The rise and rise of Mammalian Meat Allergy on the Northern Beaches: how it happened, who it happened to and hope for a cure

A Northern Beaches-based allergy specialist has broken new ground in the fight against Mammalian Meat Allergy (MMA), helping to identify a sugar molecule that the body’s immune system interacts with when it triggers allergic responses.

Professor Sheryl van Nunen, an allergy specialist at Northern Beaches Hospital, and a co-author on the Garvan Institute run study, published last month in the journal Proceedings of the Academy of Science (PNAS), was the first clinician to link tick bites with mammalian-meat allergy.

“There isn’t a week go by that I wouldn’t see two people with this allergy,” she says.

Prof Sheryl van Nunen, whose pioneering research identified the cause of mammalian meat allergy.

Mammalian-meat allergy – MMA – is a potentially life-threatening condition that continues to rise along the Northern Beaches, which is already regarded as a global ‘hot-spot’.

Our region has the highest incidence of MMA in the world, with at least 1800 reported cases.

From relatively few cases prior to 2003, the number of MMA hospital admissions on the Northern Beaches has accelerated over the past two decades.

The continued increase in MMA on the Northern Beaches – which in some circumstances has been described as an ‘epidemic’ – means patients admitted to hospitals with anaphylaxis are now automatically treated as mammalian-meat allergy cases until diagnosis confirms otherwise.

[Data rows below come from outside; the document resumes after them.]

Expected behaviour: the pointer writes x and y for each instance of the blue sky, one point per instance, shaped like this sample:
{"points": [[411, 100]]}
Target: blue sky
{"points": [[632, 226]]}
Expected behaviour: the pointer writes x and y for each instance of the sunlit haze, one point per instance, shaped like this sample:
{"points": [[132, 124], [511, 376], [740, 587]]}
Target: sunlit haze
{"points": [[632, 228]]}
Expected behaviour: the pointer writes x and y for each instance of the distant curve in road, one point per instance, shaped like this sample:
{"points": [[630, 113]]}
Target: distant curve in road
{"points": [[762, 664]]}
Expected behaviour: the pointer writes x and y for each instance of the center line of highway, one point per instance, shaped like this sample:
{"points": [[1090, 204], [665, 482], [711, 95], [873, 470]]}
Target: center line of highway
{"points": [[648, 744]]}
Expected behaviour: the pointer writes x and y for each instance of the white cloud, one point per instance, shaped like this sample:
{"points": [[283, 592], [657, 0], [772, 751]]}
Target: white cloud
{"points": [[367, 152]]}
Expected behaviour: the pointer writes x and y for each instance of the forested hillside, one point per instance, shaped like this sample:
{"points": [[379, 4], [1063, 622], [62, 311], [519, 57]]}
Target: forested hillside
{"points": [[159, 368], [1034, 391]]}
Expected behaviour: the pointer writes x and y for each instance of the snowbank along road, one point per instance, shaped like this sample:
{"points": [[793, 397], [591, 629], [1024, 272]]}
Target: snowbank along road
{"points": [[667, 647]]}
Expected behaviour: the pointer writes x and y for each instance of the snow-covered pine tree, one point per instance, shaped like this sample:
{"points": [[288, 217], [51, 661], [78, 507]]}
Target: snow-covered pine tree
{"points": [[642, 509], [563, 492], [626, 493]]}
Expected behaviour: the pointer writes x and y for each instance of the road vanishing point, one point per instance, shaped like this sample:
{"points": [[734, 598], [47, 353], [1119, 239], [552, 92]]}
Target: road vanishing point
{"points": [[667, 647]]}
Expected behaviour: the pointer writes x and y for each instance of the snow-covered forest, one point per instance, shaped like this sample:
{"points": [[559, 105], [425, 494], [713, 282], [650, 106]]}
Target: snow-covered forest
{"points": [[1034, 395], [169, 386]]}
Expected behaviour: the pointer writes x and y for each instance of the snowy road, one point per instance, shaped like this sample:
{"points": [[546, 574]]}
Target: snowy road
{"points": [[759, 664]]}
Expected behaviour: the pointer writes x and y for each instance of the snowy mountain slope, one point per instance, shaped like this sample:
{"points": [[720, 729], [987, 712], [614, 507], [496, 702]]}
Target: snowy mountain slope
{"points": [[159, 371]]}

What is Mammalian Meat Allergy?

Imagine if you are a carnivore, yet one day, inexplicably, you suddenly discover you are allergic to meat. Not chicken or fish but, specifically, mammal meat, including beef, lamb, pork and the less common or more ‘exotic’ dishes like goat, rabbit, venison, and camel. Furthermore, your unprecedented allergic reaction is so severe it triggers unpleasant symptoms, ranging from stomach cramps, diarrhea and hives to, in some cases, anaphylactic shock.

A female paralysis tick after feeding. Photo: Wikimedia/Alan Walker

Dairy products or food containing animal by-products, like gelatine, are now off the menu for you too.

All because of a tick bite.

Exposure happens when α-gal, present in the saliva of certain tick species, is injected during a bite,  Professor van Nunen explains.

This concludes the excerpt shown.